When you intentionally slow down, pay attention to your body, and respond with grace and compassion through your breath, your body will feel rested and recharged. Your body will take care you, as you also take care of it.
3. You can walk in step with God
One Sunday morning after a small outdoor church gathering within my Anglican church community, I started a conversation with a visiting army chaplain about this very topic: the hurried pace of our world… and its unintended consequences on our emotional and spiritual health.
The pace of God
We talked about the speed of our culture and how it’s nearly impossible to stay ahead of everything, especially within the demanding, fast-paced military lifestyle. It’s easy to get lost in pursuits of productivity, efficiency, and outcomes, while neglecting the rest of life, including our family, friends, values, and walk with God.
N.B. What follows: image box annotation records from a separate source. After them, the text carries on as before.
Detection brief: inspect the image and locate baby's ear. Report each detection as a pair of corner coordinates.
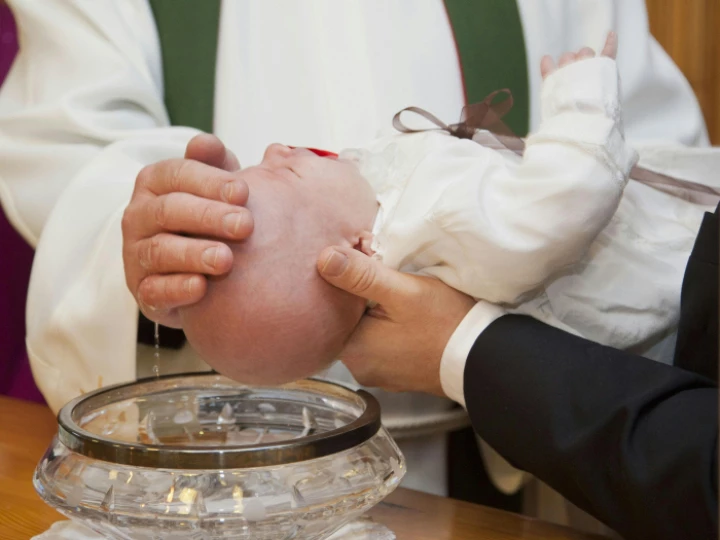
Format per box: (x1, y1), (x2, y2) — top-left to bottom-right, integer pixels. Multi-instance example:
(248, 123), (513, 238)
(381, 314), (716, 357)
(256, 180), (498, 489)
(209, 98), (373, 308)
(353, 231), (375, 257)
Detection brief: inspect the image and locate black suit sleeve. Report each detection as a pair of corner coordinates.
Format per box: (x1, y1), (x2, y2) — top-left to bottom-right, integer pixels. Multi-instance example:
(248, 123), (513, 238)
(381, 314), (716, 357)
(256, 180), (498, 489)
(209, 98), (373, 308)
(465, 315), (718, 540)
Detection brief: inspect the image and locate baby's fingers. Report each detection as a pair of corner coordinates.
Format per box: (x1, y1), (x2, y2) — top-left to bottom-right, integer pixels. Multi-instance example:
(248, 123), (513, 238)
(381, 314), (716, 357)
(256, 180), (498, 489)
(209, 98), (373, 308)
(602, 32), (618, 60)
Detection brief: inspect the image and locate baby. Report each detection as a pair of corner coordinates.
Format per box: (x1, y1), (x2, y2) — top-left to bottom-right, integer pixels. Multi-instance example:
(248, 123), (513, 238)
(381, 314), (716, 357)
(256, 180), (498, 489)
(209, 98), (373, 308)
(181, 40), (716, 384)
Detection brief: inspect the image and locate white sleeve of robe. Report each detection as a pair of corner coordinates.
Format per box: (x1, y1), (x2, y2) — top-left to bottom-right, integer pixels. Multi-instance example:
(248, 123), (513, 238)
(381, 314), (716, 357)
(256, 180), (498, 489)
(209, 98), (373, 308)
(368, 58), (637, 304)
(0, 0), (195, 410)
(0, 0), (706, 410)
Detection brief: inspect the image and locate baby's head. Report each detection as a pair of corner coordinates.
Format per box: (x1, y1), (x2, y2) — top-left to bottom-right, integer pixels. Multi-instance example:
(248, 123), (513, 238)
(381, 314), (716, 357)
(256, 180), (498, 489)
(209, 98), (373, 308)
(181, 145), (377, 384)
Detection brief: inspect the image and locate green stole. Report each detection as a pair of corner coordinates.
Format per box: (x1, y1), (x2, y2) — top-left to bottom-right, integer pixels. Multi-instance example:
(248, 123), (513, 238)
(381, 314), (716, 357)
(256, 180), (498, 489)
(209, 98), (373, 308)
(150, 0), (530, 136)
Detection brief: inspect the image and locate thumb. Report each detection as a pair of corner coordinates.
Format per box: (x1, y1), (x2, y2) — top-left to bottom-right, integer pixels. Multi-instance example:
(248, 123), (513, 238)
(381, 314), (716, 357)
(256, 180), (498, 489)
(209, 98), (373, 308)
(317, 247), (412, 308)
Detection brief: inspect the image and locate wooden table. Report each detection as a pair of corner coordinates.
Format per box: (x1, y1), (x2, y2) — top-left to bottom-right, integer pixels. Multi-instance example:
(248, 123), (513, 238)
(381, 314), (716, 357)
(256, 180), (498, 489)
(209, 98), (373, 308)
(0, 396), (598, 540)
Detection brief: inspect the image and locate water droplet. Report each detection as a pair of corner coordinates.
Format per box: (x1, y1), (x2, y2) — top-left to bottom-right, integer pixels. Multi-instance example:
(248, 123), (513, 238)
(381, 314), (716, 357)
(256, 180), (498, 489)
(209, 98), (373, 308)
(100, 486), (115, 512)
(65, 484), (84, 507)
(217, 403), (235, 424)
(258, 403), (277, 412)
(299, 407), (317, 437)
(243, 497), (267, 521)
(153, 323), (160, 378)
(173, 409), (195, 424)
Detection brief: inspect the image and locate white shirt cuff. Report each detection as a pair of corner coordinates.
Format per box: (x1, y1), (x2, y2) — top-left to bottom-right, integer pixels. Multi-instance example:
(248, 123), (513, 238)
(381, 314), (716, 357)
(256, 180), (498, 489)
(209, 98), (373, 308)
(440, 300), (506, 407)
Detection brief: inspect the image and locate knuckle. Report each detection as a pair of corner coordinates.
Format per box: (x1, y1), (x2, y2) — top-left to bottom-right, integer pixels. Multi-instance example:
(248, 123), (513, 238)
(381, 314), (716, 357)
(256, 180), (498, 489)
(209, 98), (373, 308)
(350, 265), (376, 293)
(168, 159), (192, 192)
(137, 279), (159, 310)
(155, 195), (171, 227)
(200, 202), (215, 229)
(120, 206), (134, 237)
(135, 165), (155, 188)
“There’s no way to keep up,” my chaplain friend said. “If you try, you’ll always be chasing and running down whatever is next.” We continued to talk about the pace of God, and how difficult it is to experience God when we’re consumed with trying to “keep up.” He then said something to me that I’ve continued to dwell on and consider. My chaplain friend said,
“You either choose to walk in step with God, or with the world. You cannot do both.”
I think he’s right. We cannot keep our eyes fixed on God, while also chasing after the cares and pursuits of this world. It’s just not possible to do both.
When we step back from the busyness of life, prioritizing places of rest and reflection, we place ourselves in a position where we can better see, know, and walk with God. For He does not exist in a realm marked by time and deadlines. God is free from man-made expectations, and does not succumb to the pressures or pursuits of our world.
Picking does not mean we neglect all of our worldly goals or responsibilities, and commit ourselves to a monastery for the rest of our days. But it does mean choosing each day who you will primarily follow, and prioritizing your work as worship, rather than worshiping your work.
My friend, let’s step out of this never-ending, exhausting Mario-Kart game together. May we work hard and give this life our best shot, yet at a speed that makes space for our bodies to rest, and souls to breathe.